Au dix-septième siècle, la tragédie classique propose aux spectateurs des histoires dont ils connaissent déjà la fin . Le mythe permet ainsi au dramaturge de puiser dans une matière préformatée qu’il peut toutefois légèrement accommoder à sa guise . Ainsi Racine , en 1677, met en lumière dans sa version de Phèdre, le destin cruel de l’héroïne qui annonce sa mort dès son entrée en scène . De la tragédie Anouilh disait ceci, avec beaucoup d’humour : “C’est propre, la tragédie. C’est reposant, c’est sûr… (…) Dans la tragédie on est tranquille. D’abord, on est entre soi. On est tous innocents en somme ! Ce n’est pas parce qu’il y en a un qui tue et l’autre qui est tué. C’est une question de distribution. Et puis, surtout, c’est reposant, la tragédie, parce qu’on sait qu’il n’y a plus d’espoir, le sale espoir” Au milieu de la seconde guerre mondiale, il met en scène une version d’Antigone , cette jeune fille qui refuse de choisir la vie et qui s’obstine à désirer la mort; A sa manière , Phèdre, elle aussi, se tourne résolument vers une issue fatale. Voyons comment …..

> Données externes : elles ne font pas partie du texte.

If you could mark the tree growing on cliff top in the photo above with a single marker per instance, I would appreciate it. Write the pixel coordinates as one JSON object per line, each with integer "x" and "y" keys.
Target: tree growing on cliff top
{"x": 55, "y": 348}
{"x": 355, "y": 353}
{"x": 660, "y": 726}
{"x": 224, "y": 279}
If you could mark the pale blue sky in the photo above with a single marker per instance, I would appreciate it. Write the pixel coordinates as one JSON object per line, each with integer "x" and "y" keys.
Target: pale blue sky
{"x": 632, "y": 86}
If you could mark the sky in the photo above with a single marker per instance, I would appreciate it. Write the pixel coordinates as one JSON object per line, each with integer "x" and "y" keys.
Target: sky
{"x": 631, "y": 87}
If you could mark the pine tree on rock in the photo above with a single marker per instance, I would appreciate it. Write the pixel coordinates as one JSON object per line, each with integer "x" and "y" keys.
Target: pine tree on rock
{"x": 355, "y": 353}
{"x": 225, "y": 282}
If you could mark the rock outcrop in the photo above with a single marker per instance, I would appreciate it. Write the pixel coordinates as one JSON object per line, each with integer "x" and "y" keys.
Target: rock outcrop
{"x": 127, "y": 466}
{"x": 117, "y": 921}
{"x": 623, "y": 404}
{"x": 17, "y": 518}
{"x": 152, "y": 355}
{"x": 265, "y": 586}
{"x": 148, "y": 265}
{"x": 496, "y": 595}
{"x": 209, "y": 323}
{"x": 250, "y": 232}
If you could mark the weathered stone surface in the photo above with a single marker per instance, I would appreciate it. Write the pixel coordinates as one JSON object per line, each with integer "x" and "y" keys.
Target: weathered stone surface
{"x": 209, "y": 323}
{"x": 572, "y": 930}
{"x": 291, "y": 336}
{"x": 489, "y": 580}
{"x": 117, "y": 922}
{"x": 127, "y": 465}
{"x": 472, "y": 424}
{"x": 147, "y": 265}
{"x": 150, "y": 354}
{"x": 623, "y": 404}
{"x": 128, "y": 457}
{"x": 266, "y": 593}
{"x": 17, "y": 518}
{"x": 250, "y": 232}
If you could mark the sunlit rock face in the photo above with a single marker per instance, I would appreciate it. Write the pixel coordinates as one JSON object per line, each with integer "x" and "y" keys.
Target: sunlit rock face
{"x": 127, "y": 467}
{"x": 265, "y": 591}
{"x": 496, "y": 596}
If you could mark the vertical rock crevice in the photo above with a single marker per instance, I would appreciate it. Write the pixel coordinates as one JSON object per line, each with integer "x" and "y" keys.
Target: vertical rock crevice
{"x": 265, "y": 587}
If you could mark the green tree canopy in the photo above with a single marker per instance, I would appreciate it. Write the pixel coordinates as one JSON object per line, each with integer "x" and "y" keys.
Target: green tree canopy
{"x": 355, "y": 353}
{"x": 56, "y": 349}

A peine entrée en scène, elle veut déjà mourir pour ne plus souffrir de ce mal d’amour qui l’affaiblit : “Soleil , je te viens voir pour la dernière fois “( 41 ) ; C’est de cette manière qu’elle s’adresse à son grand-père et son attitude résignée fait le désespoir de sa nourrice Oenone : “Vous verrai-je toujours renonçant à la vie / Faire de votre mort les funestes apprêts ? ” Le registre élégiaque est dominant dans les échanges des deux femmes. La nourrice tente de lui rappeler ses devoirs ” De quel droit sur vous-même osez-vous attenter / Vous offensez les dieux auteurs de votre vie/ vous trahissez l’époux à qui la foi vous lie/ Vous trahissez enfin vos enfants malheureux. ” ; on entend ici clairement la condamnation du suicide considéré comme un péché par la religion . La mort semble la seule issue pour le personnage de Phèdre qui ne peut révéler son terrible secret : ” Je meurs, pour ne point faire un aveu si funeste” ; le spectateur aura noté que les aveux ne changeront rien : parole empêchée, ou parole libérée , Phèdre est déjà condamnée et rien ne semble pouvoir faire faiblir sa détermination : pas plus le chagrin de sa nourrice que la pensée de ses enfants ” Quand tu sauras mon crime et le sort qui m’accable/ Je n’en mourrai pas moins, j’en mourrai plus coupable ” Un alexandrin qui affiche le caractère implacable de cette mécanique tragique que rien ne peut enrayer comme le dira Anouilh en 1944″ et voilà maintenant le ressort est bandé ” . Ainsi , Phèdre annonce sa fin inéluctable et Racine emploie même ici le présent d’énonciation qui rend l’action concrète : ” Je péris la dernière et la plus misérable ” annonce-telle au vers 258. Les aveux de Phèdre ne diffèrent que de quelques instants le moment où elle choisira de mourir : ” J’ai pris la vie en haine et ma flamme en horreur ; Au vers 308, le dramaturge établit ainsi le lien entre son amour criminel et son désir d'en finir: l'amour est donc clairement la cause de sa mort et elle prie sa nourrice de la laisser se donner la mort . L'annonce de la mort de Thésée pourtant va faire passer le projet de Phèdre au second plan: sa situation a changé te son amour n'est plus extra-conjugal : ce qui devrait la libérer des interdits de la morale . Elle paraît même suivre avec empressement le conseil d'Oenone : " Vivons..si vers la vie on peut me ramener ” ( 364) L’acte I se clôt sur cette résolution qui est , en quelque sorte, une volte-face. .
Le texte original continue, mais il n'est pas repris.